A PSU power supply calculator estimates how much electrical power your computer needs under load. It combines the expected power draw of your CPU, GPU, drives, motherboard, cooling, and accessories, then adds extra margin for transient spikes and future upgrades.
The goal is simple: avoid buying a unit that's too small (instability, crashes, shutdowns) or excessively oversized (wasted budget). A balanced PSU choice improves reliability, efficiency, and noise levels.
How wattage estimation works
1) Base system draw
Your baseline draw comes from major components:
- CPU: can vary widely under turbo/boost behavior.
- GPU: usually the largest power consumer in gaming systems.
- Motherboard and RAM: moderate but always-on load.
- Storage and cooling: each drive and fan adds up.
2) Boost and transient behavior
Modern graphics cards and processors can pull short bursts above listed TDP. That's why calculators include an overclocking or boost multiplier. This helps prevent power limit issues during sudden load spikes, especially in gaming and rendering workflows.
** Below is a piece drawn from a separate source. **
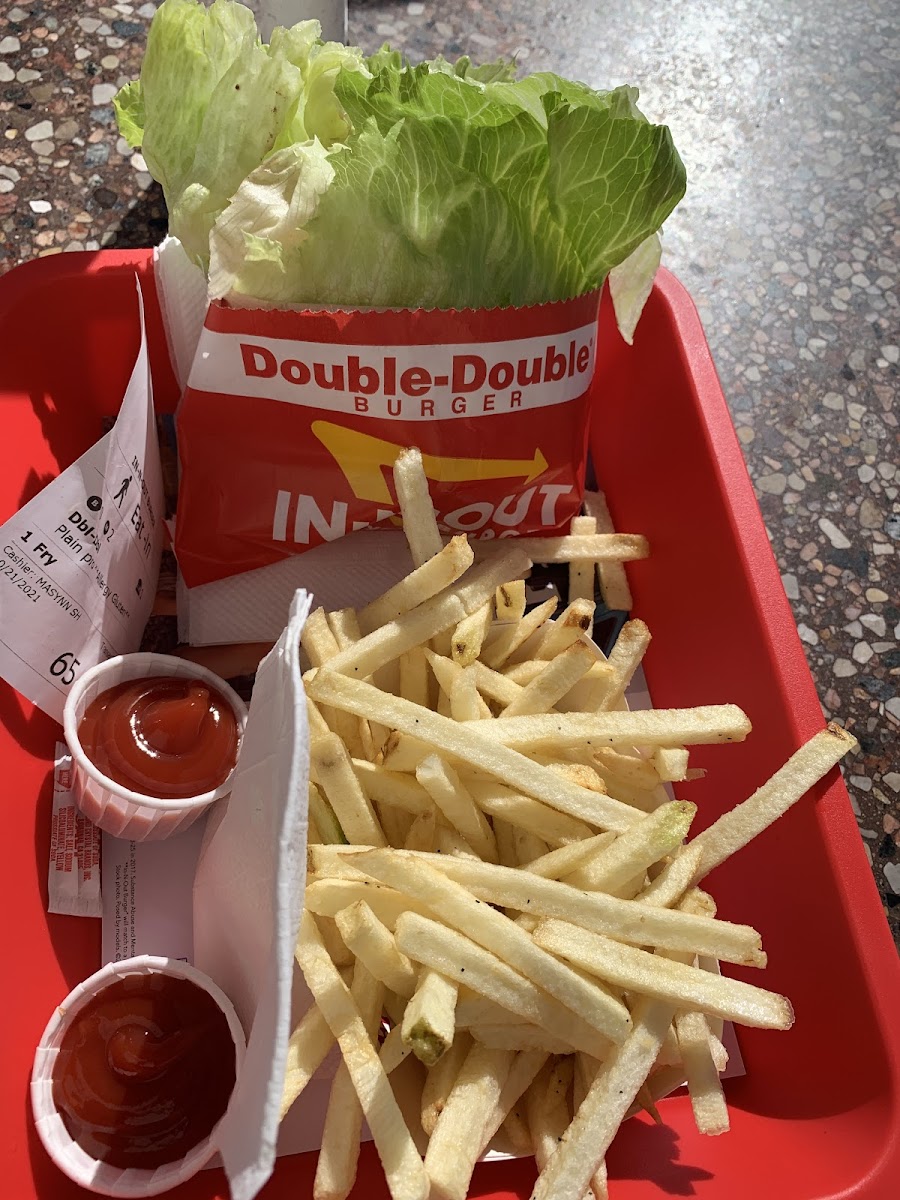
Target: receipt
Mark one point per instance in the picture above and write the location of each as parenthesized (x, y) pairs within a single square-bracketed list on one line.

3) Headroom recommendation
After estimating active load, it's smart to add 20-35% headroom. This keeps your PSU operating in an efficient and quiet range and leaves room for future storage, more fans, or a better graphics card.
Choosing the right PSU size
Most builders should target a PSU that runs around 40-70% load during heavy use. That zone generally offers better efficiency and quieter fan behavior, especially on quality 80 Plus Gold or better units.
Quick sizing guidance
- Office / light productivity PCs: often 450W-550W is enough.
- Mainstream gaming builds: usually 650W-850W depending on GPU.
- High-end GPU + overclocking: commonly 850W-1200W.
- Workstations with many drives/cards: size higher for expansion.
Efficiency ratings explained (80 Plus)
Efficiency affects how much wall power is required to deliver component power. A higher efficiency PSU wastes less energy as heat.
- Bronze: good entry level.
- Gold: excellent value for most builders.
- Platinum/Titanium: premium efficiency and often premium internals.
Remember: efficiency does not automatically equal quality. Always check platform reviews, protections (OCP/OVP/OTP/SCP), warranty length, and manufacturer reputation.
Common PSU buying mistakes
- Choosing by peak wattage only and ignoring build quality.
- Skipping headroom and running near 100% load constantly.
- Forgetting connector requirements (PCIe, EPS, 12VHPWR where needed).
- Using old/unknown units in new high-power builds.
- Buying no-name models with weak protections.
Final checklist
- Calculate realistic draw with CPU and GPU included.
- Add at least 20-30% headroom.
- Pick a trusted PSU line with strong reviews.
- Confirm cable/connector compatibility before checkout.
- Plan for your next upgrade, not just today's parts.
Use the calculator again anytime you change core components. A correctly sized power supply protects your investment and gives your PC room to grow.